My mother‑in‑law made me get married. I'd been living with my wife for eight years and one night "mom" says, "I guess you guys are never gonna get married. I mean, you've been through jail together, you're living together, but. . oh, forget it."
"Oh, well," I said, "put it like that and I'll marry your daughter tomorrow."
Actually, I don't know what we were waiting for, except that for a guy it's never the right time to get married. In this case, I think we were both stalling. I'm also a bit suspicious of any two people who don't struggle with that decision. For instance, I can't imagine meeting someone and getting married days later. I don't know how these movie stars do it! Marriage is a big decision. Big enough to procrastinate almost a decade.
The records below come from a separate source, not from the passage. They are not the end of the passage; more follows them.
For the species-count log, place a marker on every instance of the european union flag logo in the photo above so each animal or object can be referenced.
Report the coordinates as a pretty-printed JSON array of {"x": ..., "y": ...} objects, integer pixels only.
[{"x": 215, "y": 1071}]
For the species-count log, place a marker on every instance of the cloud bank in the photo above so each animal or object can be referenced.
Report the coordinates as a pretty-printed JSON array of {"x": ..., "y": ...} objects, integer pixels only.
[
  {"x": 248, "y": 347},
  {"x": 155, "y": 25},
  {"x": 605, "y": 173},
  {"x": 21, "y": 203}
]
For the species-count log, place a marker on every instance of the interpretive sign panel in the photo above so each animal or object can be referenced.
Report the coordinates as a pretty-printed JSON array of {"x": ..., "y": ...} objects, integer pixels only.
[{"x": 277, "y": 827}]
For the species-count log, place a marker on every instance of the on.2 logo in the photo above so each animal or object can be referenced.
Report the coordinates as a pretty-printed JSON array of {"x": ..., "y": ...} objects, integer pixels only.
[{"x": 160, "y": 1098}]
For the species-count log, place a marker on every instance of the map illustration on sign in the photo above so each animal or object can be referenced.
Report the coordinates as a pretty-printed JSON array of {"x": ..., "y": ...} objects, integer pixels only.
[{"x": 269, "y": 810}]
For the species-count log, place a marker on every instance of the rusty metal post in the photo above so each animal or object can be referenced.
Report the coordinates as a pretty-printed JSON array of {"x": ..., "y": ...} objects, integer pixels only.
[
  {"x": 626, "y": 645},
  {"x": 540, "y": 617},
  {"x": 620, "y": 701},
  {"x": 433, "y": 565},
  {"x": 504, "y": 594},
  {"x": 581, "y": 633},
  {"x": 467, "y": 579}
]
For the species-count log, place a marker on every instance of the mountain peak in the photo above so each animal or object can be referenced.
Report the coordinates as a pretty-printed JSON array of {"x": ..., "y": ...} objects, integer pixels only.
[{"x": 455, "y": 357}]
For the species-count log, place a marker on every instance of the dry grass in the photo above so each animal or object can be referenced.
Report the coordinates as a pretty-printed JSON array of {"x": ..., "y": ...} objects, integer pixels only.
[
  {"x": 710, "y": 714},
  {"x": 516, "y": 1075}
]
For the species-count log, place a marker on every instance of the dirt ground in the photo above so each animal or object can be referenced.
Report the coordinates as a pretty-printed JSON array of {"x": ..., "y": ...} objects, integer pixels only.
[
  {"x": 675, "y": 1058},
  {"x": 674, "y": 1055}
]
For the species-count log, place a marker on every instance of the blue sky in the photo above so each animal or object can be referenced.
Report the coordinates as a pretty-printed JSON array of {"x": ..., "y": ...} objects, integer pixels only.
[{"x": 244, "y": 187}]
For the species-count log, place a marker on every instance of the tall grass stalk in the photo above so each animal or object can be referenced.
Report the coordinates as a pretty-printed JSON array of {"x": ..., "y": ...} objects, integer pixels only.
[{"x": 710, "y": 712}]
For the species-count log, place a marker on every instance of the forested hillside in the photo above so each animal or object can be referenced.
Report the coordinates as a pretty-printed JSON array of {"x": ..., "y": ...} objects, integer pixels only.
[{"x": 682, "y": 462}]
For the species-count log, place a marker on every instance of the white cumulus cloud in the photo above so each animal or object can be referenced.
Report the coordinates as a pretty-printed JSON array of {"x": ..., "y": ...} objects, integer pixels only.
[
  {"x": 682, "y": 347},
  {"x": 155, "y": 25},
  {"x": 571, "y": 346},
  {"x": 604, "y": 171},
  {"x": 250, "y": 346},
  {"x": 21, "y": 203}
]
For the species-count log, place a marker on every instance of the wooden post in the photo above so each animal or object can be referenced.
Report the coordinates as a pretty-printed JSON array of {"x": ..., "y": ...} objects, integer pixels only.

Part of my problem was that I was still lusting in my heart after other ladies. But somehow I knew that I wasn't going to find another woman remotely as great as my soon‑to‑be wife. It's a good thing my mother‑in‑law finally spoke up.
I finally gathered my courage one day when we were having a picnic, and popped the question. I also gave my wife a big tourist pamphlet about Switzerland. I wasn't taking any chances.
She said no.
It killed me. I felt sick to my stomach. I lost my appetite. Our dog just stared at me, thinking, "If you're not going to eat your lunch, I will." Finally, I said, "But the Switzerland trip is yours if you marry me."
"Switzerland," she said, "is filled with precise, humorless people.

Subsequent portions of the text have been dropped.